Calculating the Rate of Return on Investments

Let's say you invest \$100 in stock, which is called your capital. One year later, your investment yields \$110. What is the rate of return of your investment? We calculate it by using the following formula:

((Return - Capital) / Capital) × 100% = Rate of Return

Therefore,

((\$110 - \$100) / \$100) × 100% = 10%

Your rate of return is 10%.

There are two ways to measure the rate of return on an investment.

Average annual rate of return (also known as average annual arithmetic return)
Compound rate of return (also called average annual geometric return)

A simple example below will show what these two yardsticks measure.

You initially invest \$100. One year later, your investment grows to \$200 in value. The year after that, the investment drops back to \$100. The rate of return after the first year is

((Return - Capital) / Capital) × 100% = Rate of Return

((\$200 - \$100) / \$100) × 100% = 100%

The rate of return after the second year is

((\$100 - \$200) / \$200) × 100% = -50%

By using the formulas for calculating the average annual rate of return, we get a percentage that measures gains accurately over only a short period. Whereas, the geometric or compound rate of return is a better yardstick to measure your investment over the long run. The arithmetic mean or average return should be used to calculate return on investment only in the short-term.

Average annual return (arithmetic mean) = (Rate of Return for Year 1 + Rate of Return for Year 2) / 2 = (100% + (-50%)) / 2 = 25% (Arithmetic return = 25%)
Compound return (geometric mean) = (capital / return) ^ (1 / n) - 1 where n = number of years.
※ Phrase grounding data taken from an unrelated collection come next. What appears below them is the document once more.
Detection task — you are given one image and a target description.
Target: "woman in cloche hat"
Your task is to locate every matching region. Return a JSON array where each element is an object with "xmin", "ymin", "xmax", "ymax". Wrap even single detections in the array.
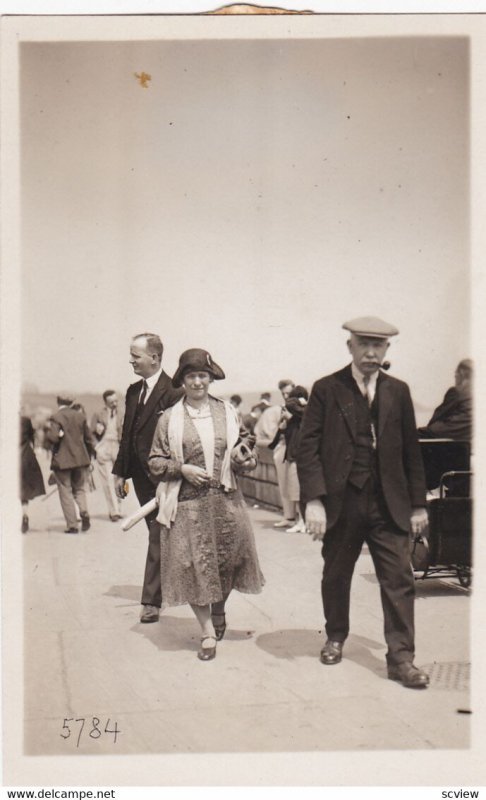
[{"xmin": 148, "ymin": 348, "xmax": 264, "ymax": 661}]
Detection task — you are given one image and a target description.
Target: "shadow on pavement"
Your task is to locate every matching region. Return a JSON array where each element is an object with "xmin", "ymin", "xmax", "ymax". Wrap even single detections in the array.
[
  {"xmin": 104, "ymin": 584, "xmax": 142, "ymax": 602},
  {"xmin": 255, "ymin": 629, "xmax": 386, "ymax": 675},
  {"xmin": 132, "ymin": 614, "xmax": 254, "ymax": 652}
]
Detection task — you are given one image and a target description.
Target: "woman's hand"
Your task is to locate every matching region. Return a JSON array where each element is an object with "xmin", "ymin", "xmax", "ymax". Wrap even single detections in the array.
[
  {"xmin": 181, "ymin": 464, "xmax": 210, "ymax": 487},
  {"xmin": 232, "ymin": 455, "xmax": 257, "ymax": 474},
  {"xmin": 239, "ymin": 456, "xmax": 257, "ymax": 473}
]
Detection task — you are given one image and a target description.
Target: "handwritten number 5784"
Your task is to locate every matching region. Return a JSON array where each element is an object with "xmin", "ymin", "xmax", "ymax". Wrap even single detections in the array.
[{"xmin": 60, "ymin": 717, "xmax": 120, "ymax": 745}]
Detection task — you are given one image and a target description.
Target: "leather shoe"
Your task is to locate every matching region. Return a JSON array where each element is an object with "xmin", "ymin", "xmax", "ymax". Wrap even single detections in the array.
[
  {"xmin": 388, "ymin": 662, "xmax": 429, "ymax": 688},
  {"xmin": 320, "ymin": 639, "xmax": 344, "ymax": 665},
  {"xmin": 80, "ymin": 513, "xmax": 90, "ymax": 532},
  {"xmin": 140, "ymin": 604, "xmax": 160, "ymax": 623},
  {"xmin": 64, "ymin": 527, "xmax": 79, "ymax": 534}
]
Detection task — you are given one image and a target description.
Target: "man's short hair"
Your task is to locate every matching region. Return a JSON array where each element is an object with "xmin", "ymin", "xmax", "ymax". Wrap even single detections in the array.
[
  {"xmin": 132, "ymin": 333, "xmax": 163, "ymax": 360},
  {"xmin": 230, "ymin": 394, "xmax": 242, "ymax": 406},
  {"xmin": 103, "ymin": 389, "xmax": 116, "ymax": 403},
  {"xmin": 278, "ymin": 379, "xmax": 295, "ymax": 391},
  {"xmin": 457, "ymin": 359, "xmax": 473, "ymax": 380},
  {"xmin": 288, "ymin": 385, "xmax": 309, "ymax": 402}
]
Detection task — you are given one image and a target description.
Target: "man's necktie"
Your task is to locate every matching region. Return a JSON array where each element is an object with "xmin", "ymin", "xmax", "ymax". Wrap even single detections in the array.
[
  {"xmin": 138, "ymin": 380, "xmax": 148, "ymax": 408},
  {"xmin": 133, "ymin": 380, "xmax": 148, "ymax": 428},
  {"xmin": 363, "ymin": 376, "xmax": 377, "ymax": 449},
  {"xmin": 110, "ymin": 408, "xmax": 116, "ymax": 418},
  {"xmin": 363, "ymin": 375, "xmax": 371, "ymax": 406}
]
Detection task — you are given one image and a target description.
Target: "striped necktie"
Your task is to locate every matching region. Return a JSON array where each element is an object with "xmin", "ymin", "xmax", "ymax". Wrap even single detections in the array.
[
  {"xmin": 363, "ymin": 375, "xmax": 371, "ymax": 406},
  {"xmin": 138, "ymin": 380, "xmax": 148, "ymax": 408},
  {"xmin": 363, "ymin": 376, "xmax": 377, "ymax": 449}
]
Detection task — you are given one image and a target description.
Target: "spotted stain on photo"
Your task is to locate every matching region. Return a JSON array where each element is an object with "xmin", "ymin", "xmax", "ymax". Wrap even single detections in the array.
[{"xmin": 134, "ymin": 72, "xmax": 151, "ymax": 89}]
The formula is (100 / 100) ^ .5 - 1 = 0%. (Geometric return = 0%)

Note : Mutual fund managers report the average annual rate of return (arithmetic) on the investments they manage. As shown in the above example, the arithmetic return of the investment is 25%, even though the value of the investment is the same as it was two years ago. Thus, mutual fund reports are somewhat deceptive.